Myself and several other hunters in my club have attempted the calling method with zero success.  Have used mouth blown calls and electronic callers, camo, downwind setups, etc. and have had no response whatsoever.  Part of our problem is the terrain is mostly thick and overgrown.  The only place we can see a ways is down a road or power line.

Leg hold traps and trapping is very difficult and from I have read, is not very effective with coyotes.

I have heard of some dog hunters that are using hounds to hunt and run coyotes.  They hunt them with the dogs and have been fairly successful.  The coyotes that aren't killed in those dog hunts will probably leave the area where they are getting pressured.  If I can find a dog hunter with these experienced coyote running dogs, I will invite him over for some hunts and see how that goes.

Dave


----------



## Just 1 More (Sep 21, 2005)

I saw a bunch of traps in the Sportsmas guide,, anyone know if they would be any good? http://www.sportsmansguide.com/cb/cb.asp?a=210613


----------



## captainhook (Sep 21, 2005)

I like to catch them after deer season goes out with my 243 wssm and some coyote howls. I passed on a pair opening weekend with my bow. Our club rules forbid the taking of any animal other than a legal deer during deer season.


----------



## wet feet (Sep 21, 2005)

I looked at the traps om sportsmansguide and the only trap that would be good is the number2 coil spring trap.


----------



## hunter rich (Sep 21, 2005)

poision......



Lead poision!!!

When you trap them what do you do with them? Kill them? Or do you relocate them? I have only shot a couple in NY. Haven't seen any down here. Let me rephrase that, I haven't seen any alive down here.  See them on the side of the road...


----------



## Davexx1 (Sep 23, 2005)

I know of no person that has ever trapped one alive down here.
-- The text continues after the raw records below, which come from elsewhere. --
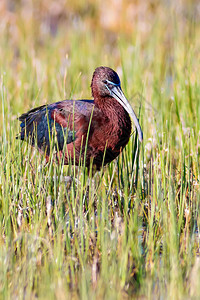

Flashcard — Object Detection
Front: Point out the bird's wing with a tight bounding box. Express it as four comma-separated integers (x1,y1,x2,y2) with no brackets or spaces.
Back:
19,100,94,155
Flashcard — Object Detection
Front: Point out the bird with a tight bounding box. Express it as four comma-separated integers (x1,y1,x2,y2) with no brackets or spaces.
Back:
18,66,143,171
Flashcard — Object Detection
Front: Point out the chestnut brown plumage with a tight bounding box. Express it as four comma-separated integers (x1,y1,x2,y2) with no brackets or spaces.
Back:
19,67,143,170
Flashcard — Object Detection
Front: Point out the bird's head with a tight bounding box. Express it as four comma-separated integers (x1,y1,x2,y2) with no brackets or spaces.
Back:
91,67,143,142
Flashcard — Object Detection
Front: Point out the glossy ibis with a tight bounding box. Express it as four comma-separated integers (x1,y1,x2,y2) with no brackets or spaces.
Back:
18,67,143,170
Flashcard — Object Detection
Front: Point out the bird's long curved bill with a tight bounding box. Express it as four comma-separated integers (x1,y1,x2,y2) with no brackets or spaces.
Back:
110,86,143,142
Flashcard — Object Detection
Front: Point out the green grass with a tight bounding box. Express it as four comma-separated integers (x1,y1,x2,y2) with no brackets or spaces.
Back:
0,0,200,299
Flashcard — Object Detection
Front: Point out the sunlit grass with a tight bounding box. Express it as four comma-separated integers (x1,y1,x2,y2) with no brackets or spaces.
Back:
0,0,200,299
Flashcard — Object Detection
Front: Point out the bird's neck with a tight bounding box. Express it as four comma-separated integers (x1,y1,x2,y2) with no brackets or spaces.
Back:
94,97,130,121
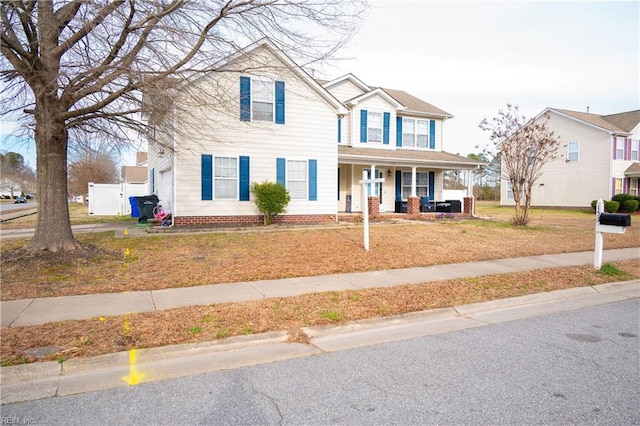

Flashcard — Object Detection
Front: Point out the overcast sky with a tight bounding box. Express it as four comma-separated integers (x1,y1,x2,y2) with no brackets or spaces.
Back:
325,0,640,155
0,0,640,167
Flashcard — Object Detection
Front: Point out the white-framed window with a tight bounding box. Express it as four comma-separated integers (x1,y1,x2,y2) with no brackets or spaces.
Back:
567,141,580,163
287,160,308,200
614,137,624,160
213,157,238,200
251,79,275,122
614,178,622,195
507,182,524,200
402,172,429,200
402,118,429,148
367,111,382,142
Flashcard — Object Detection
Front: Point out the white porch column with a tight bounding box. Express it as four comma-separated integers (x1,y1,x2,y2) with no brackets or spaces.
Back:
411,167,417,197
367,164,378,197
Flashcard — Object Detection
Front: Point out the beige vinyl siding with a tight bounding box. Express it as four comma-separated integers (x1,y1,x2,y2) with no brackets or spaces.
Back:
327,80,364,103
392,115,444,151
351,95,396,149
175,47,337,216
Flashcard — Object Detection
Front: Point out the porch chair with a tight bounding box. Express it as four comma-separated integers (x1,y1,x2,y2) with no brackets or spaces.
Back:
420,197,434,213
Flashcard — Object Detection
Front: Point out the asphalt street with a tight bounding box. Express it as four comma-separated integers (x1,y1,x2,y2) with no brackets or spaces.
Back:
1,298,640,425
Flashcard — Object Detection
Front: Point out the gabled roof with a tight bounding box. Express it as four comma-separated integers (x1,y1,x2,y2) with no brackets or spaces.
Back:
536,108,640,134
318,73,371,92
384,89,453,118
602,109,640,132
216,38,347,114
345,87,405,111
338,146,486,170
316,74,453,119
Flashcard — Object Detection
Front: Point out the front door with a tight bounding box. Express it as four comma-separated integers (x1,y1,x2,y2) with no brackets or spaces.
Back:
365,169,384,212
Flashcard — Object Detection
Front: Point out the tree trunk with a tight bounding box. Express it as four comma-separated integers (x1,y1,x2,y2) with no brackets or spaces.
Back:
27,104,80,252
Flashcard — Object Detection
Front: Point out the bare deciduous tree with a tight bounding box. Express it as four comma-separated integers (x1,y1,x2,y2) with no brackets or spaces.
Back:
480,104,560,225
0,0,366,251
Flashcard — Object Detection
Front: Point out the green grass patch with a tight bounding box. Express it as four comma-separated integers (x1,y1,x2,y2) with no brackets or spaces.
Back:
598,263,629,278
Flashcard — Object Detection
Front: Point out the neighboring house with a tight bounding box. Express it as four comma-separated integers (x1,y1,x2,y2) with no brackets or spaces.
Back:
501,108,640,207
144,40,482,226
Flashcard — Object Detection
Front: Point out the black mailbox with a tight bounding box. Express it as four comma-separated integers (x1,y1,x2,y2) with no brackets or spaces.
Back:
599,213,631,226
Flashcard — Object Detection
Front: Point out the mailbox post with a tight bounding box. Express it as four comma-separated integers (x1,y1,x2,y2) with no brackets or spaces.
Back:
593,200,631,269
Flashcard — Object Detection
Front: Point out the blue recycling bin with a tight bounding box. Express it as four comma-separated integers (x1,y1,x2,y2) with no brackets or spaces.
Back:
129,197,140,217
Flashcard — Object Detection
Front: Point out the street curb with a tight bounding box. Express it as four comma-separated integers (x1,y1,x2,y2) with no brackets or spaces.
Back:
0,280,640,404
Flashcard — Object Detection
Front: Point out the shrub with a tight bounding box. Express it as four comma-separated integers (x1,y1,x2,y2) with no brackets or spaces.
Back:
604,201,620,213
251,181,291,225
620,200,640,213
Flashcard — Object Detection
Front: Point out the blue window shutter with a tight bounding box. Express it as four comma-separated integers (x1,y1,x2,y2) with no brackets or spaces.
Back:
276,158,287,188
200,154,213,200
276,81,284,124
309,160,318,201
360,109,368,143
240,77,251,121
382,112,391,145
429,172,436,200
429,120,436,150
240,156,249,201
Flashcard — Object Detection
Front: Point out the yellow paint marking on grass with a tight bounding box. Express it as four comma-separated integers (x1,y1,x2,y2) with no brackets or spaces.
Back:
122,349,144,386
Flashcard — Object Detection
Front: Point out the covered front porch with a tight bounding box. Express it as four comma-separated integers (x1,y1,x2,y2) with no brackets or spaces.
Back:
338,146,482,215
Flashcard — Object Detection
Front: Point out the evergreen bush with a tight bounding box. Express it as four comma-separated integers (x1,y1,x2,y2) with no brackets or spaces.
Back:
251,181,291,225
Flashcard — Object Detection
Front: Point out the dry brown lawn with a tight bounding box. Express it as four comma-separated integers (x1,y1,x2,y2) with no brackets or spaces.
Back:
0,204,640,365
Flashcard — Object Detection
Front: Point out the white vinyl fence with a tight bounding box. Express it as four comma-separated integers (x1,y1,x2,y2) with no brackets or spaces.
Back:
88,182,150,216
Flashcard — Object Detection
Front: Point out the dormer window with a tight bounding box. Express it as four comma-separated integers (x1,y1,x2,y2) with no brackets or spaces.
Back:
402,118,429,148
240,77,285,124
367,111,382,142
251,80,275,122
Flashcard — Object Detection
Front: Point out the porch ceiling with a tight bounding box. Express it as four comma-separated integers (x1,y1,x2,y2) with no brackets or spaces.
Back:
338,146,485,170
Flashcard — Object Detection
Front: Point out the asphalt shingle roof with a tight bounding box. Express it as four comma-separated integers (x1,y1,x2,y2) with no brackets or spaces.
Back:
338,146,485,168
551,108,640,133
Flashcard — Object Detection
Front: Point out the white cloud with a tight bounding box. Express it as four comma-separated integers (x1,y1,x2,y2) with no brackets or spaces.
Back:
327,1,640,154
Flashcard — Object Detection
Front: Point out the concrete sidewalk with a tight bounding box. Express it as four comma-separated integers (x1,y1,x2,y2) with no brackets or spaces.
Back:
0,245,640,327
0,280,640,404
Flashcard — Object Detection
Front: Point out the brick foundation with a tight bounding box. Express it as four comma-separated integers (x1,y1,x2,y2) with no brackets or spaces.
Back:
407,197,420,215
368,197,380,216
173,214,336,228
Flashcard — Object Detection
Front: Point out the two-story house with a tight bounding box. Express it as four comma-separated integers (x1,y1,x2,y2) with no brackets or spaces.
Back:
501,108,640,207
321,74,482,214
143,40,482,226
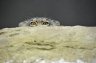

It would be very difficult to relocate and release one alive unless caught in one of the box style live traps, but it could be done.

Besides, to relocate and release one alive you would just be putting your problem off on to someone else.  I am sure they would not appreciate you doing that.

Dave


----------



## wet feet (Sep 24, 2005)

Davexx1 they are caught live all the time in leg hold traps and they do not relocate them you either skin them out or sell them live to the fox pins . A trapper in my area caught close to 100 coyotes last season.IF you would like you can go to this web sight and click on photo album and see pics of two black coyotes caught last saterday http://gatrappersassoc.com/events.html


----------